Toward end-to-end quantum simulation for protein dynamics
Zhenning Liu, Xiantao Li, Chunhao Wang, Jin-Peng Liu
TL;DR
This work presents end-to-end quantum algorithms for simulating protein dynamics, including initialization, connectivity loading, time evolution via normal-mode models (e.g., Gaussian network models and all-atom normal modes), and read-out of observables. It introduces efficient Gaussian random-amplitude initial-state preparation and a polylog-depth quantum read-only memory (QROM) based loading of the connectivity matrix, enabling scalable end-to-end simulations. The dynamics are implemented across harmonic-oscillator, inhomogeneous-forced, and Langevin settings, with concrete quantum algorithms and complexity analyses for state evolution, ODE solving, and open-system simulations, along with methods to extract energies, vibrational spectra, displacements, and control parameters. Classical numerical experiments on density-of-states estimation for Crambin and LQR-based control for Chignolin validate the proposed speedups and demonstrate the practical potential of quantum protein dynamics on both early-stage and fault-tolerant quantum devices.
Abstract
Modeling and simulating the protein folding process overall remains a grand challenge in computational biology.

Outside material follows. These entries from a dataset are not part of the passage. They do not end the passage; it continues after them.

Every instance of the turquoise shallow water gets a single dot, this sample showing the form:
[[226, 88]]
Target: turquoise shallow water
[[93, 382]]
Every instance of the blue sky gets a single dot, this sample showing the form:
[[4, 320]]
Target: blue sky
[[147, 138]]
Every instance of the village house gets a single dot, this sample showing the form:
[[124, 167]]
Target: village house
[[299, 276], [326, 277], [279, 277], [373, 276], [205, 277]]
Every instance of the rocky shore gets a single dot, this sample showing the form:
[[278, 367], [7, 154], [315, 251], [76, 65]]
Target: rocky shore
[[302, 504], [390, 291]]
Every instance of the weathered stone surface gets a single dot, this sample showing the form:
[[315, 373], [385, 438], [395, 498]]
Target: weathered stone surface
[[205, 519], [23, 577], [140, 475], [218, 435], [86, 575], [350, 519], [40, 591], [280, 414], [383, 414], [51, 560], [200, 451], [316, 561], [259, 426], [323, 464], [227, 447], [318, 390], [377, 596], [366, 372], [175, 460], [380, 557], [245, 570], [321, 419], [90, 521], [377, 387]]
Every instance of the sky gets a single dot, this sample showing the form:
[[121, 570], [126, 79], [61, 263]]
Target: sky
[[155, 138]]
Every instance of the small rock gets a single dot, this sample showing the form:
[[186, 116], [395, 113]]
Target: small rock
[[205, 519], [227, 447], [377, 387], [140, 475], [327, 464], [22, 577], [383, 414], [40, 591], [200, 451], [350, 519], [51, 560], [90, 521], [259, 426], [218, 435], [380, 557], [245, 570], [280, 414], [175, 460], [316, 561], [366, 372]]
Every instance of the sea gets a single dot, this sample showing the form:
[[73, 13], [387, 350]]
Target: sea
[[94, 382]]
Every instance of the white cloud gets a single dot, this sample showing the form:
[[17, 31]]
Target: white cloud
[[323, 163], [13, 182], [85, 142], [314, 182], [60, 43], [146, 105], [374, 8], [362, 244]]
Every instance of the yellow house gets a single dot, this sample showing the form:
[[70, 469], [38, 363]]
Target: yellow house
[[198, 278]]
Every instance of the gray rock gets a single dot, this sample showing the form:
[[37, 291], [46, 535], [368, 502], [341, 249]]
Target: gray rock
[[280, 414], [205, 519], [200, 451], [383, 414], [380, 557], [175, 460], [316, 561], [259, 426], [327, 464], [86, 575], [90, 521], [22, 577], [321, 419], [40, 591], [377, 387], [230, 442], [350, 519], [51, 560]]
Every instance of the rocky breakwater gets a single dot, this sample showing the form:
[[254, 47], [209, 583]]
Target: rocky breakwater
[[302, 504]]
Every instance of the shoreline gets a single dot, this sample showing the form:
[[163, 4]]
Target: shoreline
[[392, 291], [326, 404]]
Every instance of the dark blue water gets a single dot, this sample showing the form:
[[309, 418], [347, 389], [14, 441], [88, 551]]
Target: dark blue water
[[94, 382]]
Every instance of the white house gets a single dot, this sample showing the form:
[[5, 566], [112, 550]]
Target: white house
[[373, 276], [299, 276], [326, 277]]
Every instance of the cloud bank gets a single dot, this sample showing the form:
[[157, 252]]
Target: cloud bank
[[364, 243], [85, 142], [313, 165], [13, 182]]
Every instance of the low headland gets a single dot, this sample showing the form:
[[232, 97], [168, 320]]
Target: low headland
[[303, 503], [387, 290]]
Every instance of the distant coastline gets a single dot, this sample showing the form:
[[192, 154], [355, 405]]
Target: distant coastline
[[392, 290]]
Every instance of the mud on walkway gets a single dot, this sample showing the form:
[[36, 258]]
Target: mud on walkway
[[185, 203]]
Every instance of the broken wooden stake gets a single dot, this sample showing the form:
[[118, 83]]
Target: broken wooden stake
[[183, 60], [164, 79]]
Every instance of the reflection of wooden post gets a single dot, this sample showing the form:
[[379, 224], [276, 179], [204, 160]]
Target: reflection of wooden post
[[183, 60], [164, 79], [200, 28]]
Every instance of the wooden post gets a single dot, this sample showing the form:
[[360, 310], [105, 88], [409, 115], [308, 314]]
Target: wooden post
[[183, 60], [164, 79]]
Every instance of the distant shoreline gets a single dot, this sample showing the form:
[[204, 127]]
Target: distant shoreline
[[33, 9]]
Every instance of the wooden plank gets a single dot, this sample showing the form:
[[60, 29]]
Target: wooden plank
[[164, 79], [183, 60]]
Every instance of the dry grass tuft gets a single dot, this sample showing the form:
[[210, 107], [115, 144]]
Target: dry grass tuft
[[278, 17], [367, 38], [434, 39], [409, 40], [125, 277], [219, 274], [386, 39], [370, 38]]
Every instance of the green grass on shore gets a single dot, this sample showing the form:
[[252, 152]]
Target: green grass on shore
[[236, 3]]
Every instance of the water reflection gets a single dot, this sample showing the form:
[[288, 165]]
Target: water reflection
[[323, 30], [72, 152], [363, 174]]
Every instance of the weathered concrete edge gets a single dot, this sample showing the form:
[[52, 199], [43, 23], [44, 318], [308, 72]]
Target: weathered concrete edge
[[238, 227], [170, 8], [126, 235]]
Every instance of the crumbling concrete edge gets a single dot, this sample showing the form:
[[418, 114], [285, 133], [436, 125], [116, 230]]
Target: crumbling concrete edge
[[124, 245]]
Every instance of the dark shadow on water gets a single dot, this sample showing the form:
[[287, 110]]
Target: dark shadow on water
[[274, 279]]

We systematically investigate end-to-end quantum algorithms for simulating various protein dynamics with effects, such as mechanical forces or stochastic noises. A major focus is the read-in of system settings for simulation, for which we discuss (i) efficient quantum algorithms to prepare initial states--whether for ensemble or single-state simulations, in particular, the first efficient procedure for preparing Gaussian pseudo-random amplitude states, and (ii) the first efficient loading of the connectivity matrices of the protein structure. For the read-out stage, our algorithms estimate a range of classical observables, including energy, low-frequency vibrational modes, density of states, displacement correlations, and optimal control parameters. Between these stages, we simulate the dynamic evolution of the protein system, by using normal mode models--such as Gaussian network models (GNM) and all-atom normal mode models. In addition, we conduct classical numerical experiments focused on accurately estimating the density of states and applying optimal control to facilitate conformational changes. These experiments serve to validate our claims regarding potential quantum speedups. Overall, our study demonstrates that quantum simulation of protein dynamics represents a robust, end-to-end application for both early-stage and fully fault-tolerant quantum computing.